Alan: Another key difference is that crowdfunding platforms tend to operate on a project basis and the project must deliver a specific social or creative outcome. With reward-based crowdfunding, each project needs to provide at least one incentive to attract donors.
Describe the opportunities for charity fundraisers…
Rick: Crowdfunding can be great for charities, not just for raising funds but for engaging with your audience. You can really increase the size of your fundraising community just in those couple of weeks of your campaign. It encourages a sense of ownership and this is particularly true of reward-based crowdfunding when project creators offer a unique opportunity or experience in return for people’s donations.
If you are a charity, this opens doors for people to engage directly with what you are doing. An example is an organisation called STREAT that recently raised about $40,000 to open a new café in Melbourne as part of its work providing job training to homeless and disadvantaged young people. People who contributed received coffee vouchers or you could come to an opening night or get your name on the café wall. That created a great feeling of being part of what was being achieved.
What are mistakes charities can make when they start a crowdfunding project?
Alan: A common misconception is about the audience. Crowdfunding platforms are a modern social tool to pitch and promote a project or organisation, but the crowd is not there just waiting to fund your project. So charities need to be really creative with their pitch to inspire people to get involved and pledge funds.
Rick: Also it’s important to remember that it’s not free money. It may actually not even make a lot of money but instead might engage a new community of people. To be successful, a crowdfunding campaign will tell a story with a personal touch; it is really not about a brand. Nonprofit organisations can sometimes struggle to put the story first, brand second.
Any tips for charities that are considering using crowdfunding?

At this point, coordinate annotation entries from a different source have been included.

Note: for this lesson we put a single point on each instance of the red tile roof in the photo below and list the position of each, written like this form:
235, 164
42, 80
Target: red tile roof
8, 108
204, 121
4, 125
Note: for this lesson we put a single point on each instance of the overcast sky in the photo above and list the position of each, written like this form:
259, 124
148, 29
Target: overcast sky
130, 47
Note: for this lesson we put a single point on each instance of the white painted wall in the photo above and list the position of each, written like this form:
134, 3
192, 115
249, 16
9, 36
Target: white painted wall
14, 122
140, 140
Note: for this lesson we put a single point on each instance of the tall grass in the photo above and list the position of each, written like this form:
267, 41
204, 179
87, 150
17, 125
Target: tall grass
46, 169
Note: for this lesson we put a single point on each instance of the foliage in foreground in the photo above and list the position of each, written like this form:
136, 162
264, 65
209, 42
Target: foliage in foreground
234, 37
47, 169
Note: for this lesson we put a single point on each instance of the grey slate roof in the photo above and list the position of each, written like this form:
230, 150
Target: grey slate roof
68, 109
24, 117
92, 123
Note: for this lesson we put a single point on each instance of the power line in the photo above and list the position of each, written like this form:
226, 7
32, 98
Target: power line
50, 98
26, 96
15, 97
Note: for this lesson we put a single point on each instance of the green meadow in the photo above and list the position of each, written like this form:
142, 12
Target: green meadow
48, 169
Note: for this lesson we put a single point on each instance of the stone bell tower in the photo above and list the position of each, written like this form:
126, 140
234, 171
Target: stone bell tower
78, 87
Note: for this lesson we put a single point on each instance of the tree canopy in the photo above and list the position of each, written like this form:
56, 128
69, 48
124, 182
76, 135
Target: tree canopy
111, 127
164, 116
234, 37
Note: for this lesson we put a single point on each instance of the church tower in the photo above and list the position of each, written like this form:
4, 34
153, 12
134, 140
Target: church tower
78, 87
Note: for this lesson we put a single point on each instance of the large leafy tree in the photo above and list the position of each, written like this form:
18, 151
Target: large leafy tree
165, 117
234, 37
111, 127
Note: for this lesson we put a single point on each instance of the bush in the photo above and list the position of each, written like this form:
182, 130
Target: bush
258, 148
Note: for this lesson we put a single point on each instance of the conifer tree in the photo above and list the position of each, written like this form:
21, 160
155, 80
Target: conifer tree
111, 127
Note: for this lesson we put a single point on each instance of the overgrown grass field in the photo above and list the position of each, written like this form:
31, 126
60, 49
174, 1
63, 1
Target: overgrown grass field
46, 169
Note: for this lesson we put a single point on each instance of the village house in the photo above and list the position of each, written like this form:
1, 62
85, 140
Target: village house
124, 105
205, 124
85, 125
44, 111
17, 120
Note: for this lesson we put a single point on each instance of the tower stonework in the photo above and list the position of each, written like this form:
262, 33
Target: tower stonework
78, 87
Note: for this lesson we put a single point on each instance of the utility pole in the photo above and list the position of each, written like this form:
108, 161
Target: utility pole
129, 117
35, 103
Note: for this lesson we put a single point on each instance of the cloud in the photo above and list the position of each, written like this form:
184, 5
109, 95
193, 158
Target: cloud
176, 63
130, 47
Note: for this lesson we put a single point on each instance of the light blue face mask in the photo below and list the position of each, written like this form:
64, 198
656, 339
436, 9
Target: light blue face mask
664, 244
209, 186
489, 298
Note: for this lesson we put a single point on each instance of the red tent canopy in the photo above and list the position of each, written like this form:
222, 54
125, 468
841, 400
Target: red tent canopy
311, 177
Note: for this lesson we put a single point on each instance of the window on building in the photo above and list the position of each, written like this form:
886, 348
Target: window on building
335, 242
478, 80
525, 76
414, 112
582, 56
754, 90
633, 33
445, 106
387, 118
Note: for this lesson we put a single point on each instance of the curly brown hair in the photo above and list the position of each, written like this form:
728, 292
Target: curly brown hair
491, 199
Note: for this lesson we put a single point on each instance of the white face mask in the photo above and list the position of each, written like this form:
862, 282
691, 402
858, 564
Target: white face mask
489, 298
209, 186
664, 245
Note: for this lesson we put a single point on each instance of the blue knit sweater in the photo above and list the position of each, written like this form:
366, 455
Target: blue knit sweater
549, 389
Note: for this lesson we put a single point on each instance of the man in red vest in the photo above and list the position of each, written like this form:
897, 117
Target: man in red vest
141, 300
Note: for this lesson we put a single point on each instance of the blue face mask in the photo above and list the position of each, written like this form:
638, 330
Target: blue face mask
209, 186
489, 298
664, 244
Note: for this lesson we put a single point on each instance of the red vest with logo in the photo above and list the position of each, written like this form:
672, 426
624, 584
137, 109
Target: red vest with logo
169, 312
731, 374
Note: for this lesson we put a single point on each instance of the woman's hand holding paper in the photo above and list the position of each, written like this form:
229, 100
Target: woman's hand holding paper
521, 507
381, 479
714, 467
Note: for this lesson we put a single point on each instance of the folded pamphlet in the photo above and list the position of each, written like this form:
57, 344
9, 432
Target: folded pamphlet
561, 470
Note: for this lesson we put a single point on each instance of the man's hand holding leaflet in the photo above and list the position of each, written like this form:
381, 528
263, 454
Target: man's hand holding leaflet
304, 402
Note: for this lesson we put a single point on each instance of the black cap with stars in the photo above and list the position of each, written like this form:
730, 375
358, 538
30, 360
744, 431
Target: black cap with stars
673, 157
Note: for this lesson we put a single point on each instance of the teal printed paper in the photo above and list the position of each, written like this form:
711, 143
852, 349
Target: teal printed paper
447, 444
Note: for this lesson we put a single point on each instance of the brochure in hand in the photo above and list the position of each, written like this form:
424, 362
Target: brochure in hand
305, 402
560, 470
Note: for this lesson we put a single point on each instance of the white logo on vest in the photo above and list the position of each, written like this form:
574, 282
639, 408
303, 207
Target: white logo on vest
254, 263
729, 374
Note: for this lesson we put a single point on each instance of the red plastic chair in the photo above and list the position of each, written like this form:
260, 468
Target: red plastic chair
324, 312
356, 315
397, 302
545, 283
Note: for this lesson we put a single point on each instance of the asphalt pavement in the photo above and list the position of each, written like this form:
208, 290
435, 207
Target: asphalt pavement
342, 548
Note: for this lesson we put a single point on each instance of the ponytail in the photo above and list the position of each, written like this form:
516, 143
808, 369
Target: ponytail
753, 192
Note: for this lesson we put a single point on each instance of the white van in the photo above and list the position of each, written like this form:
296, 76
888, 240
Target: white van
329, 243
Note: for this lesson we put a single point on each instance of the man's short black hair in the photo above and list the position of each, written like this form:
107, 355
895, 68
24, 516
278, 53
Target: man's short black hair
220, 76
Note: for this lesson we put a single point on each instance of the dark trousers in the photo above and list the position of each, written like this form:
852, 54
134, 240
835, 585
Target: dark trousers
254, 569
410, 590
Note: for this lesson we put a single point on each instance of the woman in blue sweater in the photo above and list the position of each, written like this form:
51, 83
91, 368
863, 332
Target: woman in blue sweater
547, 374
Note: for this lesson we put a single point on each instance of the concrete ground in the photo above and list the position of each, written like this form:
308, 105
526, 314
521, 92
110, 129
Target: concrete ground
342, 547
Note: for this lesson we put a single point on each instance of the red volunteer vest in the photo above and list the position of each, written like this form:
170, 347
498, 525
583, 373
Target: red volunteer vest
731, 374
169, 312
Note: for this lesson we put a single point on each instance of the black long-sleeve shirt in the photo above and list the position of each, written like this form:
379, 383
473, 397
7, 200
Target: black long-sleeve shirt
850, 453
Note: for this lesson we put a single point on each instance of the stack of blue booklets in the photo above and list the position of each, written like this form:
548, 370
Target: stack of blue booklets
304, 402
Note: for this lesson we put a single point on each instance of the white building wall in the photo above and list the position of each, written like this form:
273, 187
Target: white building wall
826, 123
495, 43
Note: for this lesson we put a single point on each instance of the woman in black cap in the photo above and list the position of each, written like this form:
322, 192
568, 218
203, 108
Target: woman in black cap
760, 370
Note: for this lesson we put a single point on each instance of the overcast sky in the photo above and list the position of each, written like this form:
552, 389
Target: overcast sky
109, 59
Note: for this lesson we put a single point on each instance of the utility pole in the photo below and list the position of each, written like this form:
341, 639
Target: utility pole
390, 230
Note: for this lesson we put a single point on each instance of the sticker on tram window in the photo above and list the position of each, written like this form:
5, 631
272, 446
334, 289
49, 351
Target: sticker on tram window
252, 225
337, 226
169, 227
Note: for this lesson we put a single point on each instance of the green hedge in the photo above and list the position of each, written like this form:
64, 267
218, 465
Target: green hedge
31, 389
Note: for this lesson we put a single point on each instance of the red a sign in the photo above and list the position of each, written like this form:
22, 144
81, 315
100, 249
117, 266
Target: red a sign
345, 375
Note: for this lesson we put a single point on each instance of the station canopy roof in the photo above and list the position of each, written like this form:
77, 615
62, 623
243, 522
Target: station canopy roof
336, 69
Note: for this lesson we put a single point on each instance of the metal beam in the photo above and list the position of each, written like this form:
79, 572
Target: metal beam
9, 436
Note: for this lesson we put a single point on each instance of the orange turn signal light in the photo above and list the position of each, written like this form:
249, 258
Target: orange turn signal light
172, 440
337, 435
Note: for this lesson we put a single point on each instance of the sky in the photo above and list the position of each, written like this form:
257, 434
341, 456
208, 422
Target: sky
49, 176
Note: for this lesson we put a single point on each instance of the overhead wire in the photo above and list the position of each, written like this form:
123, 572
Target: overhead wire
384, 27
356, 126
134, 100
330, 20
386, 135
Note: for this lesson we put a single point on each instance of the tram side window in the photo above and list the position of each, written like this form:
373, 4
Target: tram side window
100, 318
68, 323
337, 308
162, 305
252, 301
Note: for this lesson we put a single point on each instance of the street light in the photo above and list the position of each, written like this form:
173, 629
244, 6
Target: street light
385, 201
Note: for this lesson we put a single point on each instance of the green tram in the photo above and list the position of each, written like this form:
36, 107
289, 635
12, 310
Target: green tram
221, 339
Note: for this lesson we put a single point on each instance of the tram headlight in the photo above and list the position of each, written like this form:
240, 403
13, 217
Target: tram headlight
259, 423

Alan: When you are setting up your campaign, tell a story; be transparent and clear especially about why people should help. Be visual and use good quality photos, images, graphics and video. Learn from others. There are thousands of examples of successful campaigns. And of course, be creative. Think of new ways to provide people participation and experience.
Rick: Begin to build up your online community now so that when you start your crowdfunding campaign you will have an audience there that is happy to take part.